Even with significant protections in place, whale populations continue to be low relative to apparent historic norms.   Unfortunately, the reasons for low population and slow population growth have proven to be elusive.  Wild whales are difficult subjects for study.  Samples are hard to obtain, collection stressful for the whales, and getting repeated samples from the same individual over time is extremely rare.   It is therefore incredibly valuable to develop and validate procedures using available, non-invasive sample types to provide insight into the lives and health of wild whale populations.
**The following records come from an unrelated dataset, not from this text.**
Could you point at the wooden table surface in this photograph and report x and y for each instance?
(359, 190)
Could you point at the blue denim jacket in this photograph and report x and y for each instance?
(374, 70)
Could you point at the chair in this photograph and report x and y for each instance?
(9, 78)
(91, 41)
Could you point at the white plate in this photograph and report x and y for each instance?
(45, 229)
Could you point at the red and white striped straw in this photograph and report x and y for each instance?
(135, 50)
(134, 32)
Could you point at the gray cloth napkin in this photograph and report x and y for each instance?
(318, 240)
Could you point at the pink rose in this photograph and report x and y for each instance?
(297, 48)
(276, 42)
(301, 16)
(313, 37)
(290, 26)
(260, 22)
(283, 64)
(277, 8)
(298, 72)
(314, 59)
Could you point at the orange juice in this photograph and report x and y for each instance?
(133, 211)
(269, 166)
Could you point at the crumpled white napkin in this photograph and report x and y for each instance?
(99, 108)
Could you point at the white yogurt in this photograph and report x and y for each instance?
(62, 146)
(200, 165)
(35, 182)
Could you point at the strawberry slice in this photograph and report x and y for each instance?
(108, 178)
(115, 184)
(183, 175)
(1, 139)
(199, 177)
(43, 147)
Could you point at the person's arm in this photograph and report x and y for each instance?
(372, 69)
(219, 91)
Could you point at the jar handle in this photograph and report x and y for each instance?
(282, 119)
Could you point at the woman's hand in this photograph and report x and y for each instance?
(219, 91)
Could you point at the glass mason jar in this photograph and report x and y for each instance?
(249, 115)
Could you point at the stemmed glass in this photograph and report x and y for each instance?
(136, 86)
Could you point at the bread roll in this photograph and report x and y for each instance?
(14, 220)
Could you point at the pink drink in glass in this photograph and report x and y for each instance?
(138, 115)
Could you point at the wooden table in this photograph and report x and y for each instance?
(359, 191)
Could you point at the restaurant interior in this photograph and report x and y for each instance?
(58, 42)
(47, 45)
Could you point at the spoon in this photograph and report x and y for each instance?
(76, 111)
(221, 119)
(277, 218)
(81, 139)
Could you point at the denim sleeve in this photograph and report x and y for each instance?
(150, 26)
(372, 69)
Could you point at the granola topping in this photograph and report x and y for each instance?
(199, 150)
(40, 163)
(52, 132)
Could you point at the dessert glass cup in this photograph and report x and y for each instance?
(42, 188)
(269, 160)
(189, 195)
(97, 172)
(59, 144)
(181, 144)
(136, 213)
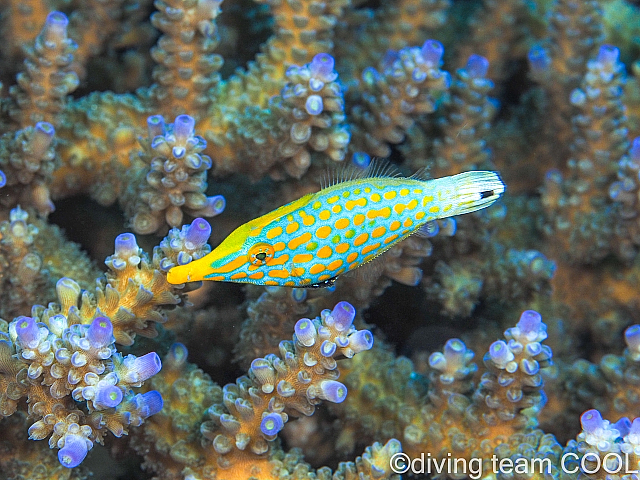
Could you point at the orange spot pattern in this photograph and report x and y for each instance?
(378, 232)
(341, 223)
(323, 232)
(296, 242)
(317, 268)
(343, 247)
(279, 273)
(360, 239)
(292, 227)
(274, 232)
(302, 258)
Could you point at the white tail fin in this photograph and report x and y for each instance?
(476, 190)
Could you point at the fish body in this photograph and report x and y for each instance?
(312, 240)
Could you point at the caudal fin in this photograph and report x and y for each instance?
(476, 190)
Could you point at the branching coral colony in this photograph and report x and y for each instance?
(544, 91)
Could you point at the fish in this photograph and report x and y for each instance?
(320, 236)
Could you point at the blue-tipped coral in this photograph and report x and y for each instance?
(170, 178)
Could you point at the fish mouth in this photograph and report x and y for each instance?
(182, 274)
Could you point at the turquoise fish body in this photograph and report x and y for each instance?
(312, 240)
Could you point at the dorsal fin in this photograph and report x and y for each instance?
(377, 168)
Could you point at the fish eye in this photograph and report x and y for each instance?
(260, 254)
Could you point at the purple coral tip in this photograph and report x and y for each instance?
(623, 426)
(608, 55)
(360, 341)
(591, 420)
(314, 105)
(108, 396)
(328, 348)
(144, 367)
(454, 349)
(343, 314)
(149, 403)
(305, 332)
(271, 424)
(322, 66)
(45, 128)
(183, 128)
(155, 125)
(55, 27)
(74, 451)
(333, 391)
(632, 337)
(539, 59)
(531, 322)
(215, 206)
(27, 330)
(477, 66)
(500, 353)
(100, 332)
(432, 52)
(299, 294)
(634, 151)
(198, 233)
(126, 245)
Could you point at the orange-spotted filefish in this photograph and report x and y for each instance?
(312, 240)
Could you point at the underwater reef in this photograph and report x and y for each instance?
(135, 136)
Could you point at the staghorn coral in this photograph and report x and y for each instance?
(316, 85)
Studies have demonstrated progesterone and cortisol can be recovered and measured in samples of powdered baleen from Bowhead and North Atlantic right whales and that highest levels of the hormones could be correlated to known observed pregnancies.   Baleen grows continuously and slowly from a root region in the upper jaw of the whale.  Years of growth for a baleen sample can be determined by counting annual cycles in stable isotope levels deposited as the plate grows spanning anywhere from 1.3-10 years on average depending upon the species of whale.  This means samples from a single plate have the potential to follow the hormone levels of an individual over time.  Baleen plates can be easily collected post mortem; they are dry and highly stable, with steroid hormone levels having been shown to be stable in room temperature baleen for at least a decade.
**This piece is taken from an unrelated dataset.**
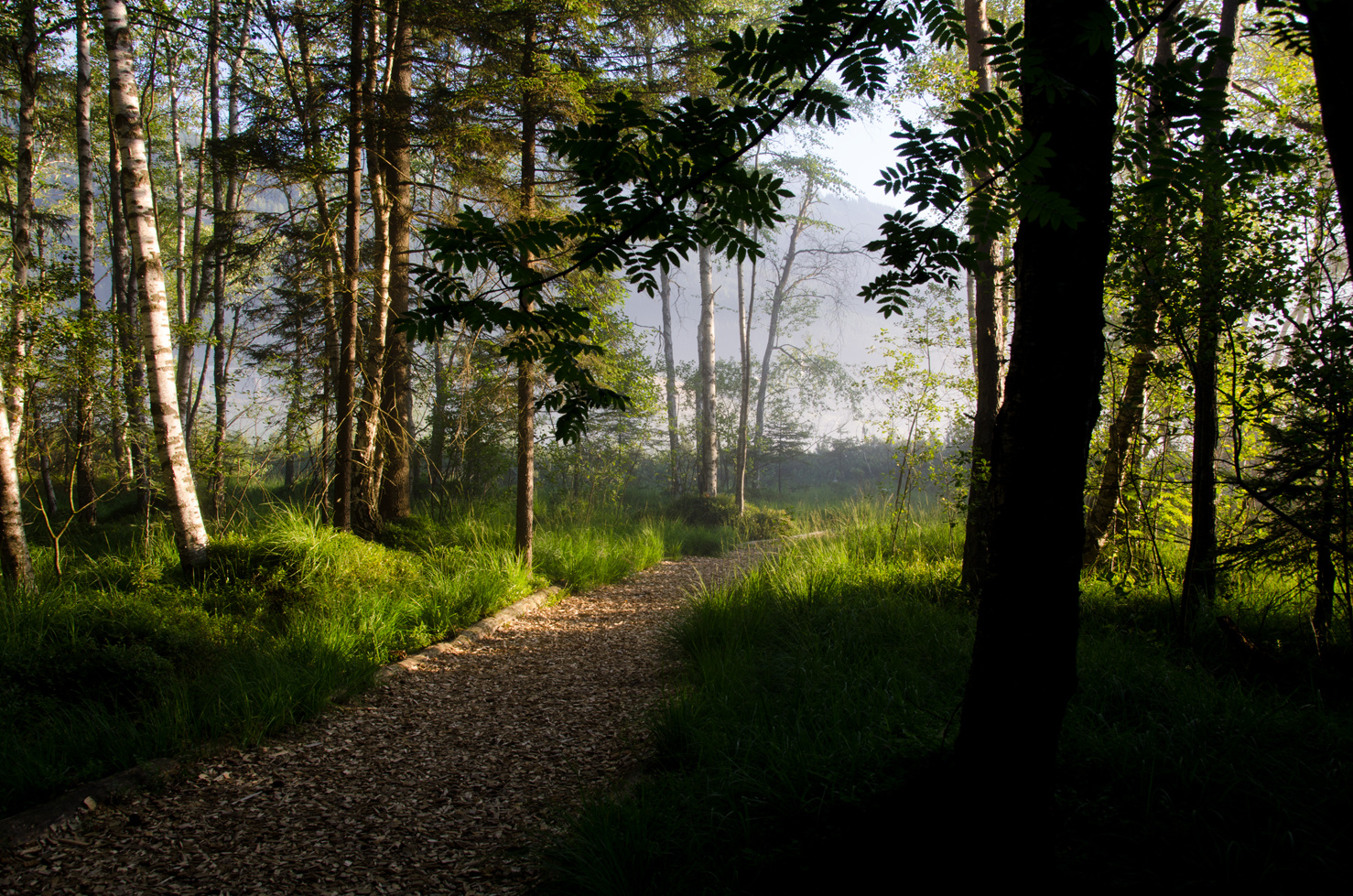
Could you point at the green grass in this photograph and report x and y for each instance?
(816, 698)
(124, 659)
A recent study by K. Hunt et. al seeking to expand the potential of baleen as a sample type for hormone studies, sought to determine if the techniques initially developed may be suitable for other whale species and additional hormones.  In this study baleen samples from eight species of whales (right, bowhead, blue, sei, minke, fin, humpback and grey) were assayed for eight different hormones of interest (progesterone, testosterone, estradiol, aldosterone, corticosterone, cortisol, T3 and T4) using Arbor Assays colorimetric EIA kits.   Because baleen sampling involves the destruction of a portions of the baleen plate, initial validation was done using just a single baleen plate from a single individual in each species limiting the amount of sample available for testing.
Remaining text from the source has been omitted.